Mosnáková: The situation was chaotic. It was after the Dukla Offensive (battle for control over the Dukla Pass on the border between Poland and Slovakia on the Eastern Front of World War II between Nazi Germany and the Soviet Union in September–October 1944). Russians were almost in Levice. We didn’t have money. Despite that, Konrád still protected us. Germans in the neighbourhood were planning to evacuate themselves. They repeatedly stopped at Konrád’s wondering why he was not leaving with them. He kept explaining that he decided to stay. The last months of the war were exceptionally dramatic. Population transfers, transfers of battlefronts, bombing… We withdrew to the mow, then to the brewery… Thus, we lived to see the liberation. 

Hvorecký: What was Konrád’s fate after the war? 

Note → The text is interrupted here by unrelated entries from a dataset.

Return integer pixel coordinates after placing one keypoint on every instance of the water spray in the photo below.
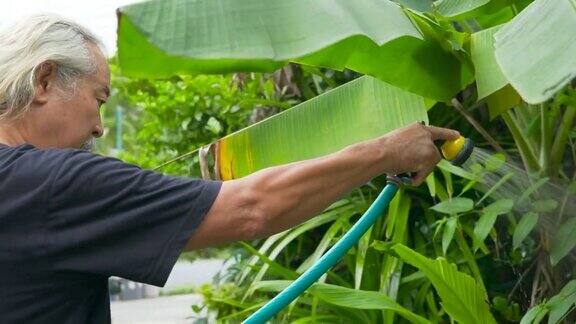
(456, 151)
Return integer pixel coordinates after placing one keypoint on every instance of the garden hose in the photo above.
(456, 151)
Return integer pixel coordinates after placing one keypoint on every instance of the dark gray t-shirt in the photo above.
(70, 219)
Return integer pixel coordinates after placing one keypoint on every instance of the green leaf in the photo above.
(213, 125)
(502, 100)
(524, 227)
(453, 8)
(483, 227)
(448, 233)
(499, 207)
(564, 241)
(545, 205)
(495, 162)
(445, 165)
(537, 50)
(462, 297)
(278, 268)
(535, 314)
(418, 5)
(497, 185)
(295, 232)
(562, 303)
(347, 297)
(359, 110)
(489, 76)
(361, 299)
(163, 38)
(533, 188)
(361, 250)
(454, 206)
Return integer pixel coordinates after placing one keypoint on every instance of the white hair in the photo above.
(36, 40)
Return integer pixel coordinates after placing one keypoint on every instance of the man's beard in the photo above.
(88, 145)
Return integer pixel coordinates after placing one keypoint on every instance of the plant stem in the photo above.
(178, 158)
(526, 153)
(559, 146)
(456, 104)
(545, 135)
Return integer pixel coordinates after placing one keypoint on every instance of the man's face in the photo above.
(71, 118)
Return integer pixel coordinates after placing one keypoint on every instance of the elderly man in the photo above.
(69, 219)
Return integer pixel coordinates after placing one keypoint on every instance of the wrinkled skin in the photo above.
(61, 116)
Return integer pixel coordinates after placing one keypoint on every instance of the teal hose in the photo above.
(328, 260)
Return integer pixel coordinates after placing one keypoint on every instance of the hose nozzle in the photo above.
(457, 151)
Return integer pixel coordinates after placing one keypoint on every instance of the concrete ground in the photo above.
(160, 310)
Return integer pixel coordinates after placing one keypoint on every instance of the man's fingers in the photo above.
(439, 133)
(421, 176)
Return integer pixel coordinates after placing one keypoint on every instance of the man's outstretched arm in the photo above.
(277, 198)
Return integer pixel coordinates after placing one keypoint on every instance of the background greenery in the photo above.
(488, 243)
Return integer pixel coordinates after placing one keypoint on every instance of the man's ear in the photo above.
(45, 82)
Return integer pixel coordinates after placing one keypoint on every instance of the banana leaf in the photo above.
(537, 49)
(374, 37)
(359, 110)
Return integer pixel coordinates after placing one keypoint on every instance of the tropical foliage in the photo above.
(490, 242)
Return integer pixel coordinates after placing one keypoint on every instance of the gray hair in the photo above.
(33, 41)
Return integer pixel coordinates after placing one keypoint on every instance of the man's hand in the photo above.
(277, 198)
(412, 149)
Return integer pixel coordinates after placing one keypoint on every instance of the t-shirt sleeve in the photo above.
(107, 217)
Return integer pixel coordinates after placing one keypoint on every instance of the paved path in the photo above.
(160, 310)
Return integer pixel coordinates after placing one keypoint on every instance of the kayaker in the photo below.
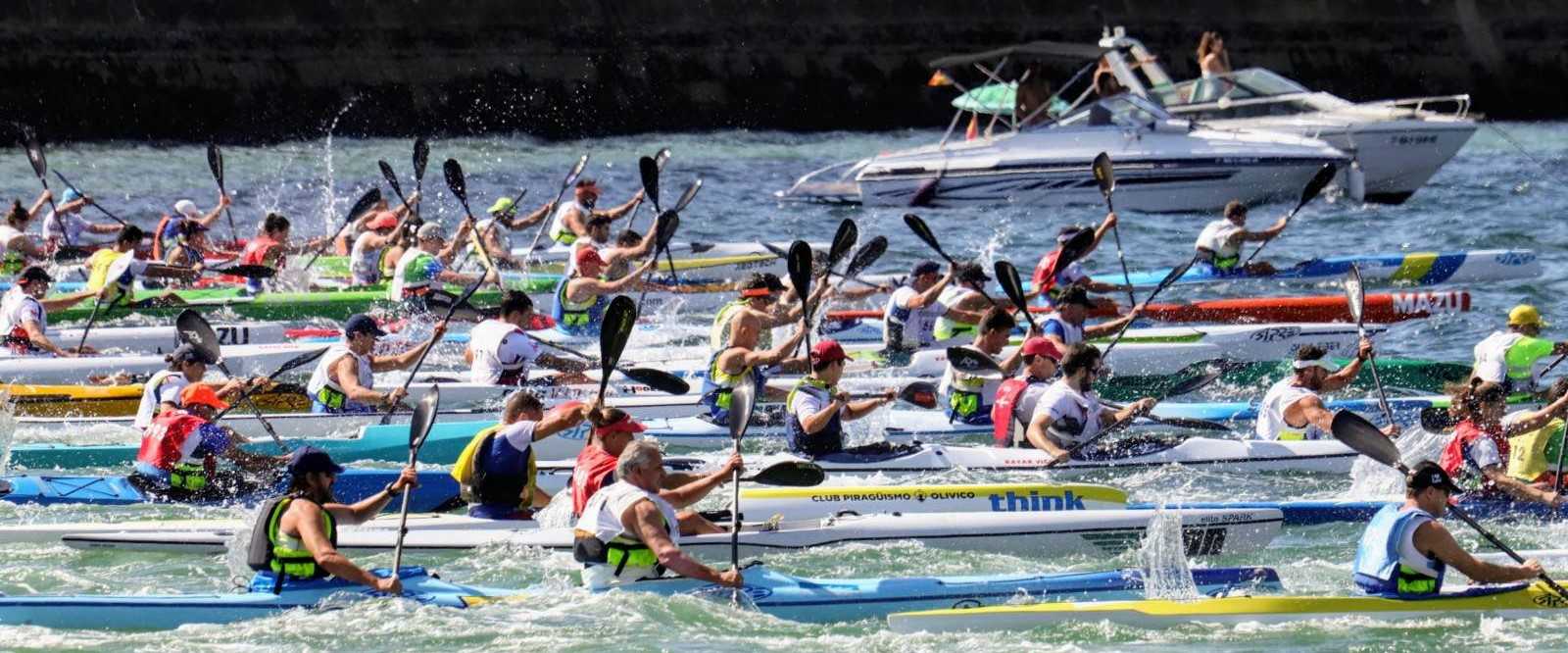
(1510, 357)
(297, 535)
(627, 530)
(1065, 326)
(1478, 456)
(969, 396)
(180, 448)
(1068, 413)
(344, 376)
(817, 409)
(498, 470)
(1220, 243)
(422, 267)
(571, 219)
(582, 295)
(24, 314)
(1018, 396)
(612, 430)
(1405, 551)
(1293, 407)
(501, 350)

Mosnáková: Not before long, he was arrested as a German. He was incarcerated in Nitra. New dignitaries were soon in power. Power is ours now! We will take possessions and we will rule! The moment we got rid of one totality, another started to form… We were deeply indebted and grateful to Konrád. My father was appealing to authorities and explaining that Konrád was our saviour. But it took long before he succeeded. They even started to arrest Jews to take hold of their possessions! The same scenario was being repeated. Konrád and his family moved to Levice and then to Bratislava. He was apt, he worked mainly in construction. We stayed in touch. 

Hvorecký: Now you are an active member of the Slovak Jewish community.

Mosnáková: At first, I got in touch with the Jewish community because I wanted our saviours to be awarded as Righteous among the Nations. Indeed, I succeeded, I got a permission from Yad Vashem, from the memorial of the Holocaust victims and heroes of the Holocaust in Israel. In 1998 three people were awarded, Terézia, my husband and Konrád. He lived but the two of them were awarded in memoriam. I met a lot of extraordinary people who survived the Holocaust in the senior club. Their fates are so dramatic that they confirm the importance of preventing hatred among us, acquisitive desires for power or dividing people according to various mysterious criteria. They confirm the necessity of striving for friendship, help, solidarity among people regardless of nationality, race or religion. History of humanity from the beginning until today only confirms the harmfulness of fanatism. Because of the fact that I live by virtue of help (by others), the meaning of my life is to help others.

Hvorecký: Thank you for the interview!